My Obsession | Teen Ink

My Obsession

October 5, 2007
By Anonymous

You would never know by walking past me on the street. You may even be my best friend and not be aware. No, I don’t twitch and make noises; my problem is internal. I feel it all the time, no matter what I do, or where I go. I have Obsessive Compulsive Disorder, and every day is an uphill battle.

I was diagnosed with OCD when I was in sixth grade. All of a sudden, everything around me felt different. I would constantly question my actions. Did I do this right? Did I walk the right way? Many people think OCD only affects children who do not receive enough attention at home, or are even abused. But, that’s not true. As with every other mental disorder, OCD is brought about by chemical imbalances in the brain. In my case, environmental factors also contributed.

September 11th increased my worries and fears. It seemed like nothing was ever safe because of what happened that day. Everywhere, people lost their parents and loved ones. What if I had lost mine, too? Everything made me worry. I was in fourth grade when it happened, but it didn’t seem to affect my lifestyle until I entered middle school.
Sixth grade was a tough year. Every few months there were letters sent home about sex offenders around town, and bomb threats throughout the school. Now, even school was not a safe place, for me. I began to see a psychiatrist who put me on a minor dosage of Zoloft, which was not effective. The doctor told my parents to give into my compulsions and worries, which is the worst thing my parents could have done. By giving into these worries, the OCD only became stronger. Eventually, we realized this therapist was no good, and we moved on.
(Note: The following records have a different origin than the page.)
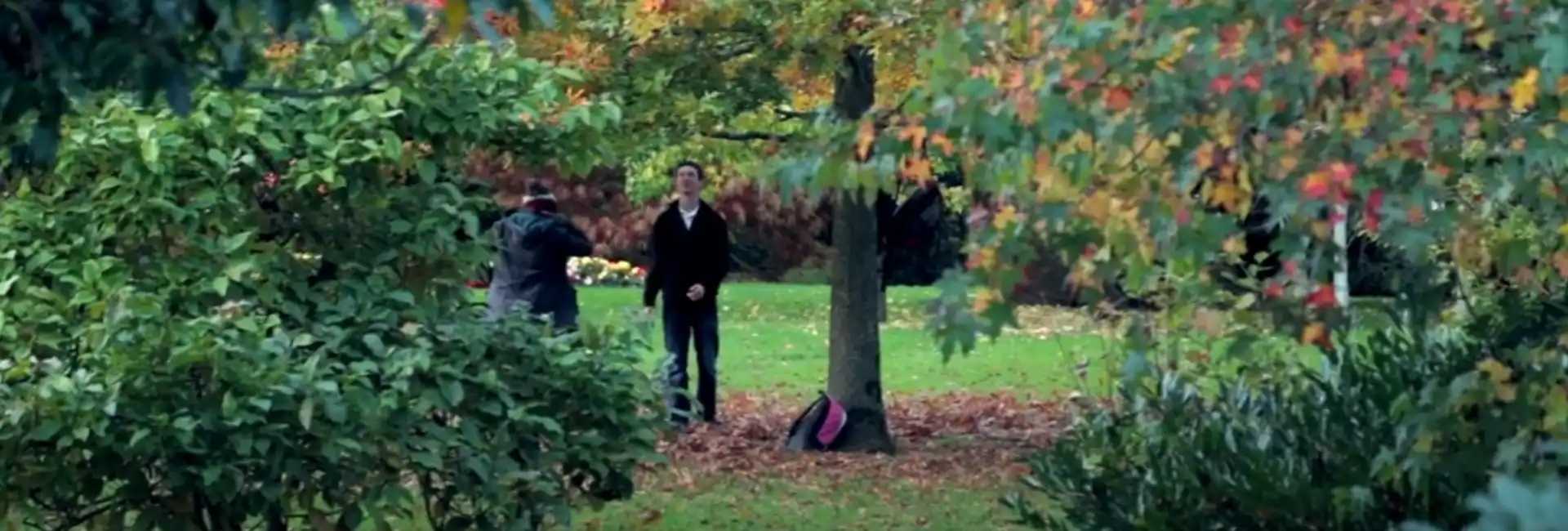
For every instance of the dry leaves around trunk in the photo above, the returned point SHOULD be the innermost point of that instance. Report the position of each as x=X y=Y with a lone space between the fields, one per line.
x=942 y=440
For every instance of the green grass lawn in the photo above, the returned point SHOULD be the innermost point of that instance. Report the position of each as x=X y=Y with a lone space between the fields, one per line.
x=773 y=337
x=775 y=355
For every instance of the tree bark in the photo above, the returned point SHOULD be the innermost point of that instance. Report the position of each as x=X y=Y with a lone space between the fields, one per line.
x=853 y=336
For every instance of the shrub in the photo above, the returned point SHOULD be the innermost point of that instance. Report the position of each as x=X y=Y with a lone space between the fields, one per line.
x=1512 y=505
x=172 y=364
x=1300 y=448
x=472 y=425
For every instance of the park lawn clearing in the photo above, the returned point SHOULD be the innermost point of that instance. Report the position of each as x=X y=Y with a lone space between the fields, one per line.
x=960 y=425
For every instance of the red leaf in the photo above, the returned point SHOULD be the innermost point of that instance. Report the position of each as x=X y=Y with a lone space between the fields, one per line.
x=1399 y=77
x=1294 y=25
x=1322 y=298
x=1254 y=80
x=1222 y=83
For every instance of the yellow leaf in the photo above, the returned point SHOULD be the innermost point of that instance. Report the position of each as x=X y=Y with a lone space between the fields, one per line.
x=1521 y=95
x=1556 y=416
x=1097 y=207
x=457 y=16
x=1327 y=58
x=1209 y=322
x=1494 y=370
x=1228 y=196
x=1314 y=334
x=1355 y=123
x=1235 y=246
x=987 y=257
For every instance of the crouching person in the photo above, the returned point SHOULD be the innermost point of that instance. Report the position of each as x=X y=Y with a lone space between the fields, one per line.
x=530 y=266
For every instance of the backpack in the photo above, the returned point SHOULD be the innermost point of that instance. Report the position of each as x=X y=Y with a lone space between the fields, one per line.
x=819 y=426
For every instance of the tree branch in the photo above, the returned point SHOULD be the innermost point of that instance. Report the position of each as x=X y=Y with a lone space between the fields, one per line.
x=745 y=136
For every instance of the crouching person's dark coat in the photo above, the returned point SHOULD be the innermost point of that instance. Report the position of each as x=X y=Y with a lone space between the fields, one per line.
x=530 y=266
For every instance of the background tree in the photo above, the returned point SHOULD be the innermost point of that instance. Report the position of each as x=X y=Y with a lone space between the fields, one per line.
x=60 y=54
x=772 y=74
x=168 y=367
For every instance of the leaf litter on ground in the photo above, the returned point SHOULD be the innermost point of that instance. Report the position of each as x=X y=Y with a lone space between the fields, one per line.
x=942 y=440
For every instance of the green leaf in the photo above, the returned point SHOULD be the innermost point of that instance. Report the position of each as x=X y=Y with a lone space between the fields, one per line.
x=545 y=11
x=452 y=390
x=306 y=413
x=373 y=343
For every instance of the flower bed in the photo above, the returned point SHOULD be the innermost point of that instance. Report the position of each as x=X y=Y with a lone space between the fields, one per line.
x=591 y=271
x=601 y=271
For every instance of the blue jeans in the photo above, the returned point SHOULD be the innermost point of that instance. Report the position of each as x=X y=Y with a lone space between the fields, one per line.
x=683 y=326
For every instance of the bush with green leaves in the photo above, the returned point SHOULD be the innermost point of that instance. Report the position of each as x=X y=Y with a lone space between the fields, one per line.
x=1397 y=423
x=170 y=362
x=1512 y=505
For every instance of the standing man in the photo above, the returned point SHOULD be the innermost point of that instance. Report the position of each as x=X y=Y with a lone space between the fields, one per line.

By seventh grade I completely lost it. I was going crazy with my worries. It was hard to live in my own body, not knowing anything and not being sure of anything. My compulsions became more intense. I missed two months of school in seventh grade because I was unable to cope with the disorder. My parents took me to a children’s psychiatrist in New Jersey, who took me off of the Zoloft, and prescribed Prozac. I was taking 40mg of Prozac a day, and another medicine, Clonazepam, more commonly known as Clonopin. This medicine was meant to calm me down and relieve some of the stress from the OCD. Along with seeing the psychiatrist once a week, I began treatment with a psychologist, to challenge the OCD, which in the long run, helps how I deal with the compulsions. After my two month break from school, I came back and was able to place into all ninth grade honors classes, while in eighth grade. I refused to be stopped by my own obstacle.

Although the disorder is rare, I’m not the only one. About 2.5% of people have OCD. I am lucky enough to be surrounded by people who care about me. Plenty of people who have psychological disorders end up homeless because their families abandon them. Other people are treated like they are inferior because their peers are ignorant and unsupportive. The rest are fortunate, like me. Without the help of my parents, I do not know where I would be today.